N° 3110
ASSEMBLÉE NATIONALE
CONSTITUTION DU 4 OCTOBRE 1958
ONZIÈME LÉGISLATURE
Enregistré à la Présidence de l'Assemblée nationale le 6 juin 2001.
PROPOSITION DE RÉSOLUTION
tendant à la création d'une commission d'enquête sur les
dysfonctionnements de la justice dans l'application des peines.

(Renvoyée à la commission des lois constitutionnelles, de la législation et de l'administration générale de la République, à défaut de constitution d'une commission spéciale dans les délais prévus par les articles 30 et 31 du Règlement.)

présentée
par M. Christian ESTROSI,
Député.

Justice.

EXPOSÉ DES MOTIFS

Mesdames, Messieurs,
Les statistiques de la délinquance pour 2000 ont mis en évidence une large poussée de l'insécurité dans notre pays. Toutefois, ces statistiques semblent loin de la réalité, tant le nombre de faits délictueux ou autres incivilités ne sont pas pris en compte (1).
En jetant un simple regard sur les statistiques officielles, en apparence 67,5 % des faits donnent lieu à une poursuite judiciaire.
Mais la comparaison entre les statistiques du ministère de l'Intérieur (2) et celles du ministère de la Justice (3) montrent que 57,8 % des condamnations définitives à des peines de prison ne sont pas exécutées.
A cela s'ajoute 72,5 % de classement sans suite, en amont, c'est-à-dire avant tout déclenchement de la procédure pénale pour « affaires non poursuivables (4) » (infractions mal caractérisées, motifs juridiques, défaut d'élucidation, non-transmission de plaintes, simple consignation sur la main courante de la police ou sur le carnet de déclaration de la gendarmerie), soit pour raisons d'opportunité (20 à 40 %) (5), soit en aval (35,5 %), c'est-à-dire les « affaires poursuivables (4) ». Ainsi, sur les 4932196 procèsverbaux reçus par les tribunaux, et sur les 4586813 affaires traitées, 3734746 en 1999 n'ont donné lieu à aucune poursuite pénale.
(1) L'Etat ne retraçant que les faits ayant donné lieu à des poursuites judiciaires.
(2) Statistiques de la délinquance pour 2000.Source ministère de l'Intérieur.
(3) Annuaire statistiques de la justice pour 2001.La documentation française.
(4) Sources « La justice pénale en 2000 ». Ministère de la Justice.
(5) Rapport d'information n° 513 du sénateur Hubert Haenel « Les infractions sans suite ou la délinquance mal traitée ».
Or, les statistiques actuelles ne sont pas en mesure de produire une information sur la nature des affaires dont sont saisies les parquets, ni sur les motifs du classement sans suite.
Toujours selon les sources officielles, il résulte donc que sur les 852067 faits ayant reçu une réponse pénale (sur 4932196 procès-verbaux dressés), 50,6 % ont donné lieu à une condamnation devant un tribunal, 4,7 % ont fait l'objet de procédures alternatives aux poursuites (1).
(1) Injonction, médiations pénales, rappels à la loi, stages, travail d'intérêt général.
Selon les magistrats, la réponse pénale réelle, c'est-à-dire exécutée, est extrêmement faible au regard du nombre de personnes condamnées.
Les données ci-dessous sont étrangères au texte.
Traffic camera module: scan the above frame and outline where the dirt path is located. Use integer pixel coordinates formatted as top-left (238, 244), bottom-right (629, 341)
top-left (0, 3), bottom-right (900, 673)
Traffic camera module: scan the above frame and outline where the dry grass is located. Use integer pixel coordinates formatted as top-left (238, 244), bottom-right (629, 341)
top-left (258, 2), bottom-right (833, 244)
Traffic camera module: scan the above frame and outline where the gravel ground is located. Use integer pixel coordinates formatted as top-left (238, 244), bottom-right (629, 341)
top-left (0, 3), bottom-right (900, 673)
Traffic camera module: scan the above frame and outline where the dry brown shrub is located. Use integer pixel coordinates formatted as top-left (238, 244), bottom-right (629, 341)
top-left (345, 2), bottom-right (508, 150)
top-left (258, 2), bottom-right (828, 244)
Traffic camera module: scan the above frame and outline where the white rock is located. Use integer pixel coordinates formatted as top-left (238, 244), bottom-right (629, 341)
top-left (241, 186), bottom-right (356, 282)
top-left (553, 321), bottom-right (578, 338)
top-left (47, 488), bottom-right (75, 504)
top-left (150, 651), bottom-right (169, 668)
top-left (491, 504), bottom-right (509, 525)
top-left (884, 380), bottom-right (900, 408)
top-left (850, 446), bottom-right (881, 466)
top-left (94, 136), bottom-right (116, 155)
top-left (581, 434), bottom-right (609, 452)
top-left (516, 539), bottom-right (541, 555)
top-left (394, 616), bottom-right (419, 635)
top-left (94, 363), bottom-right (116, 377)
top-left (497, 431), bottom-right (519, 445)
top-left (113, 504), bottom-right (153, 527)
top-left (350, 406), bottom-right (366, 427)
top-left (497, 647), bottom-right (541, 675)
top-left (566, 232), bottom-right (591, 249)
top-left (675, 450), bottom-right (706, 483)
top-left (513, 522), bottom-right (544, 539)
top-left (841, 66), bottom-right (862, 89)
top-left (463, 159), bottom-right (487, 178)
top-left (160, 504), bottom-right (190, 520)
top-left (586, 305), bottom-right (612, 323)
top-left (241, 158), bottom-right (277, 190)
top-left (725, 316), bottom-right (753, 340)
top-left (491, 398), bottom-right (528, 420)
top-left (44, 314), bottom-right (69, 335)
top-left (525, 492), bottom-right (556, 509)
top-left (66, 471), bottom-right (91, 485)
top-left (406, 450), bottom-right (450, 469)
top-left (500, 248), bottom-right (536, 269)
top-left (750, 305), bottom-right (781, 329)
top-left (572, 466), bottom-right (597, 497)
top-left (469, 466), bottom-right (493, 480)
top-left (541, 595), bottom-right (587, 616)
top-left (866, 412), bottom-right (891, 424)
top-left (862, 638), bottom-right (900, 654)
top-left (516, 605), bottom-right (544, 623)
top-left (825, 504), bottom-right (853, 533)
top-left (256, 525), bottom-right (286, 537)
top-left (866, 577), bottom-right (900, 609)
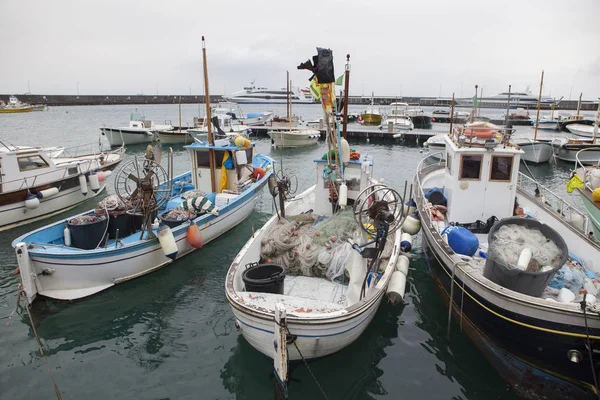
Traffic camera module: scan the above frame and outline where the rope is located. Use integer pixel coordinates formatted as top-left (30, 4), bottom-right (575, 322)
top-left (285, 326), bottom-right (329, 400)
top-left (25, 292), bottom-right (62, 400)
top-left (581, 293), bottom-right (600, 399)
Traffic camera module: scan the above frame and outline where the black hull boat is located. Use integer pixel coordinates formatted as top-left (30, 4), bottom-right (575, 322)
top-left (414, 131), bottom-right (600, 399)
Ainsi, 43178 personnes ont été incarcérées sur une décision définitive ou comparution immédiate, pour un total de 102341 condamnations définitives à de la prison ferme, soit un taux d'inexécution de 57,8 %. Et si l'on prend en compte les personnes placées en détention provisoire dans l'attente d'un jugement et des personnes déjà détenues pour une autre cause au moment de leur condamnation, le taux d'inexécution atteint 70 %, soit 30900 condamnés.
Ces données, qui peuvent être critiquables, mettent néanmoins en évidence le chemin à parcourir pour que notre pays dispose d'une justice efficace.
Ainsi, l'absence de moyens, l'absence d'outil fiable ne rendent service qu'aux délinquants et augmentent le sentiment d'impunité, sentiment d'ailleurs confirmé par Madame la garde des Sceaux.
Ce qui représente un frein non négligeable à la mise en place d'une politique pénale efficace, qui réponde aux attentes légitimes des citoyens, qui permette aux magistrats d'assurer leurs missions sereinement, et de donner aux parlementaires la possibilité de connaître véritablement les incidences de mesures qu'ils ont voté, et de celles qu'ils vont être amenés à voter.
Enfin, il semble que les procédures de sursis ne soient jamais relevées et que les sursis avec mise à l'épreuve ne fassent l'objet d'un suivi que dans 25 % des cas.
Par ailleurs, selon une étude rendue publique par le ministère de la Justice (1), « 42 % des victimes d'une infraction pénale estiment que cette expérience a altéré leur image de la justice », et entre 77 % des victimes estiment que la justice n'est pas assez répressive.
Parce que cette situation remet en cause la bonne marche de la République et qu'il convient d'assurer l'égalité de tous devant la loi.
Parce que les magistrats se sentent impuissants pour assurer la meilleure application de loi dans le respect des droits de chacun.
Cette résolution vise à permettre une parfaite information de la représentation nationale et à étudier les raisons de ce grave dysfonctionnement des services judiciaires.

PROPOSITION DE RÉSOLUTION
Article unique

Il est créé, en application des articles 140 et suivants du Règlement de l'Assemblée nationale, une commission d'enquête de trente membres sur les dysfonctionnements de la justice en matière d'application des peines.
Cette commission vise plus particulièrement à mettre en évidence les freins à l'application des condamnations pénales.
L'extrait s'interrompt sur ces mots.